Well... it is official now

As of Sunday, Jun 14, I am no longer Royal Scribe. It’s not like there was a lot to do on the official end... one staff meeting and a notecard or 2 a week, and the occasional audience, was about it, and I could have *easily* done that as well as my Magi studies. And... hello? The Magi are the learned ones, the ones who read and write and actively seek knowledge. Doesn’t it make *sense* that a Magi might be the scribe? But, apparently, loyalty, efficiency and a willingness to knock myself out for the palace, do indeed only come with the Citizen tag. I gave them *everything* 100%. I CARED, dammit. I tried to hold the palace and hell, even sometimes the whole country, together singlehandedly, because the people whose jobs it were to do that, weren’t freaking *there* ...oh, excuse me... they *were* there in Ireem... running around having fun on their alts. You know, if everyone who was supposed to be palace, would actually be there in the palace and around and about Ireem with their citizen tags and RP’ing and interacting as Palace members, the palace would not *be* the dead place it is. Nor would the "palace" be so completely separate from the rest of the population that not only do most people in Ireem have no clue what goes on in the palace (nothing, anyway), but there is absolutely no interaction between the palace and the rest of the country. I at least, the *only* one of *all* the members of the palace, was out and about, day and night, under *my own* name, interacting with others. I tried so hard. I was careful about my dress, my speech, my behavior, because everything I said and did reflected on the palace. No, I’m not perfect, and I had varying degrees of success in being a credit to the palace, but for God’s sake, at least I *tried!* And I kept my eye on things... I reported, to people who were never there, things I thought they should know, things that were happening outside the pretty palace walls, things that may or may not need action on an official level. In the absence of a harem mistress, I did my best to protect the harem ladies; I payed 1100 dinars out of my own pocket to save a harem lady at auction; I was capped by MasterJ himself trying to protect another harem lady and get her to safety. I really threw myself into the role, and took on the responsibilities, and knocked myself out trying to do what was right and best. You’d think that would have counted for something. But... apparently it didn’t mean anything, in the end.

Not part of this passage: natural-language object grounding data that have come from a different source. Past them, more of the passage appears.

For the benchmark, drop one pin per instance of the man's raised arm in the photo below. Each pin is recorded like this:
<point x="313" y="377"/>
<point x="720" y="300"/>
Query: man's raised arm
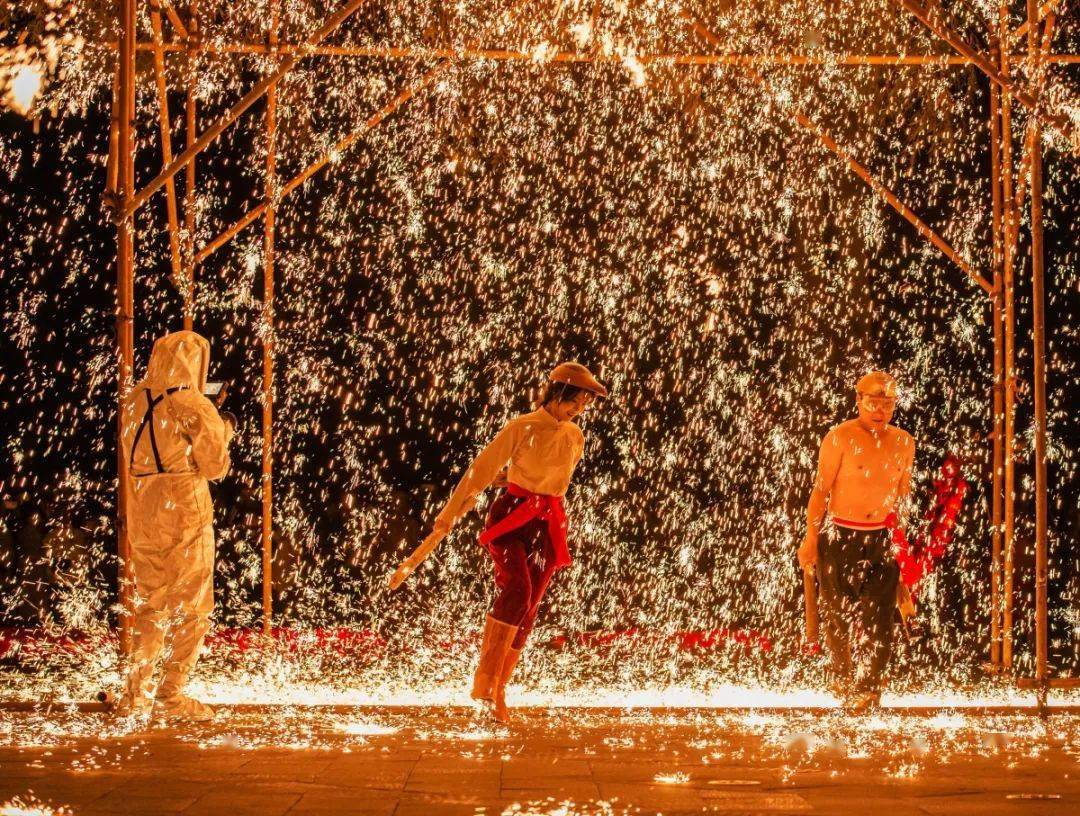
<point x="828" y="464"/>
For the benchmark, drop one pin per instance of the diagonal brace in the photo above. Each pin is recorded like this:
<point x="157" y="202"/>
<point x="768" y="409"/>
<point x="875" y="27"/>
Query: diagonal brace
<point x="878" y="187"/>
<point x="332" y="153"/>
<point x="1060" y="123"/>
<point x="234" y="112"/>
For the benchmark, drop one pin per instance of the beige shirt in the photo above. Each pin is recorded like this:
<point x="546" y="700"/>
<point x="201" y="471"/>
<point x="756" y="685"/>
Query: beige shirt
<point x="542" y="454"/>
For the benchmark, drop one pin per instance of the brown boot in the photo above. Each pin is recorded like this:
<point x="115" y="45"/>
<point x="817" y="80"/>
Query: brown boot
<point x="501" y="712"/>
<point x="497" y="639"/>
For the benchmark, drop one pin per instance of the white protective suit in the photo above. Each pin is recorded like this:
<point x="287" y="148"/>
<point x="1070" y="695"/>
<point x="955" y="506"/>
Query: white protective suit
<point x="173" y="448"/>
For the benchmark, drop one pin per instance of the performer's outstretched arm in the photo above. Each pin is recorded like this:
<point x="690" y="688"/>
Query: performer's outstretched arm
<point x="481" y="474"/>
<point x="828" y="464"/>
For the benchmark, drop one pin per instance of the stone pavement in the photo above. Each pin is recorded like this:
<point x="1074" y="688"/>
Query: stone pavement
<point x="588" y="762"/>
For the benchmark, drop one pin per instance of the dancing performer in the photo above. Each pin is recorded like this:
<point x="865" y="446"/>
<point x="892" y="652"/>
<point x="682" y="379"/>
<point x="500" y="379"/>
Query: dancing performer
<point x="864" y="474"/>
<point x="526" y="525"/>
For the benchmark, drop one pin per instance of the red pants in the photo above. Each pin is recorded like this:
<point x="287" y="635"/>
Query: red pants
<point x="524" y="562"/>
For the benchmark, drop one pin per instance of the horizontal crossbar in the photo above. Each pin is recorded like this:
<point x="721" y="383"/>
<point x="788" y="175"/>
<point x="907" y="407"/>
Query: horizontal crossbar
<point x="409" y="52"/>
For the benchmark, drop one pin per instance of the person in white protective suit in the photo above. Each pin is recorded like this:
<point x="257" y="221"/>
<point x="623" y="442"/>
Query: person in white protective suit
<point x="175" y="442"/>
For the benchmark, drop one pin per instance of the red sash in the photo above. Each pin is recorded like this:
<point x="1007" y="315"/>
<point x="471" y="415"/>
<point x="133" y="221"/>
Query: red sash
<point x="536" y="505"/>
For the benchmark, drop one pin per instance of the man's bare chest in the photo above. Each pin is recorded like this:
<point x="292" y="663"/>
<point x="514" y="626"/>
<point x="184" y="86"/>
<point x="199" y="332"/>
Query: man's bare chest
<point x="869" y="459"/>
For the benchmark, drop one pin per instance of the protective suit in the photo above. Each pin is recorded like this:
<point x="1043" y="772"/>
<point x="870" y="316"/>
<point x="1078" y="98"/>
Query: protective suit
<point x="175" y="442"/>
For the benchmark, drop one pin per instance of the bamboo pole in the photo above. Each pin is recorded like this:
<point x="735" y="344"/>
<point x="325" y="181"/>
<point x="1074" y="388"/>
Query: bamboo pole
<point x="998" y="400"/>
<point x="237" y="110"/>
<point x="165" y="126"/>
<point x="112" y="164"/>
<point x="878" y="187"/>
<point x="190" y="213"/>
<point x="1021" y="186"/>
<point x="338" y="149"/>
<point x="928" y="18"/>
<point x="421" y="53"/>
<point x="125" y="286"/>
<point x="1024" y="27"/>
<point x="810" y="610"/>
<point x="1009" y="367"/>
<point x="268" y="337"/>
<point x="174" y="18"/>
<point x="1039" y="355"/>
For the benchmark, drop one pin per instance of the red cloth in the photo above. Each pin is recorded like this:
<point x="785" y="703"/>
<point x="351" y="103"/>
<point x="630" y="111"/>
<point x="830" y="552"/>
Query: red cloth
<point x="536" y="505"/>
<point x="917" y="558"/>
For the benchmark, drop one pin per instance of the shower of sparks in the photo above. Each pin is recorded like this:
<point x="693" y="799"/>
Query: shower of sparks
<point x="670" y="225"/>
<point x="25" y="86"/>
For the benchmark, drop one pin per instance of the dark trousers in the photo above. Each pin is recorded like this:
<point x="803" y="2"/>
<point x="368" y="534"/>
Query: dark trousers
<point x="858" y="578"/>
<point x="524" y="562"/>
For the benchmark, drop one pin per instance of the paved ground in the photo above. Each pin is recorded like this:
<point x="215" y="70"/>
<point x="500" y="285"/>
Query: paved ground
<point x="404" y="762"/>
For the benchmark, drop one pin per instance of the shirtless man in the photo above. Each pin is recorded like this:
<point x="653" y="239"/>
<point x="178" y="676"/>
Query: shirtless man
<point x="864" y="473"/>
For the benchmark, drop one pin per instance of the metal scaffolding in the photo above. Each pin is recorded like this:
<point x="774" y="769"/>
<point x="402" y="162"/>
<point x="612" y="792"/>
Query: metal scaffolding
<point x="1012" y="186"/>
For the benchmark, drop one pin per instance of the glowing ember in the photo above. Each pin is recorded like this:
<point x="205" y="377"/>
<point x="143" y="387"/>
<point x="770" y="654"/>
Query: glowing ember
<point x="29" y="806"/>
<point x="25" y="84"/>
<point x="676" y="778"/>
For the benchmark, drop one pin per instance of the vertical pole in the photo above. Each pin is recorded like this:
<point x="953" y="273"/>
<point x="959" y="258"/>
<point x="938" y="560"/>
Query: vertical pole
<point x="998" y="399"/>
<point x="270" y="192"/>
<point x="165" y="125"/>
<point x="1039" y="341"/>
<point x="125" y="286"/>
<point x="1009" y="365"/>
<point x="112" y="166"/>
<point x="189" y="189"/>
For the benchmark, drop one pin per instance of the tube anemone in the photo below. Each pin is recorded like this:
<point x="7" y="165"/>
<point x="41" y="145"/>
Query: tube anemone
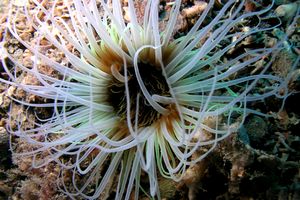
<point x="128" y="97"/>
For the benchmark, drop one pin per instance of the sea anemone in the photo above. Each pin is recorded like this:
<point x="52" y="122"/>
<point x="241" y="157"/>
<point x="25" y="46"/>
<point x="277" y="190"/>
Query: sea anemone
<point x="130" y="97"/>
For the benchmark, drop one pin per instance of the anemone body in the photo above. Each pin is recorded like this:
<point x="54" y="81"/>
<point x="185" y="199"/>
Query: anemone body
<point x="131" y="97"/>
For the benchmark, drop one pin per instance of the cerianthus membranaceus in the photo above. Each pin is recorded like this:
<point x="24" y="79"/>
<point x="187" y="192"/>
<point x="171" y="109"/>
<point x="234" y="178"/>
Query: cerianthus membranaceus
<point x="129" y="98"/>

Lord Kadar told me that they were probably doing me a favor, and I even knew at the time that he was right. There was a lot of stress, too many days I sat crying, too many nights I went to bed crying myself to sleep, or worrying so much about what was happening that sleep was impossible at all. But you know what? Yeah, maybe he’s right. Okay, I know he’s right. But... to know that everything I did, and everything I tried to do, counted for so little, that they could just throw me away like that.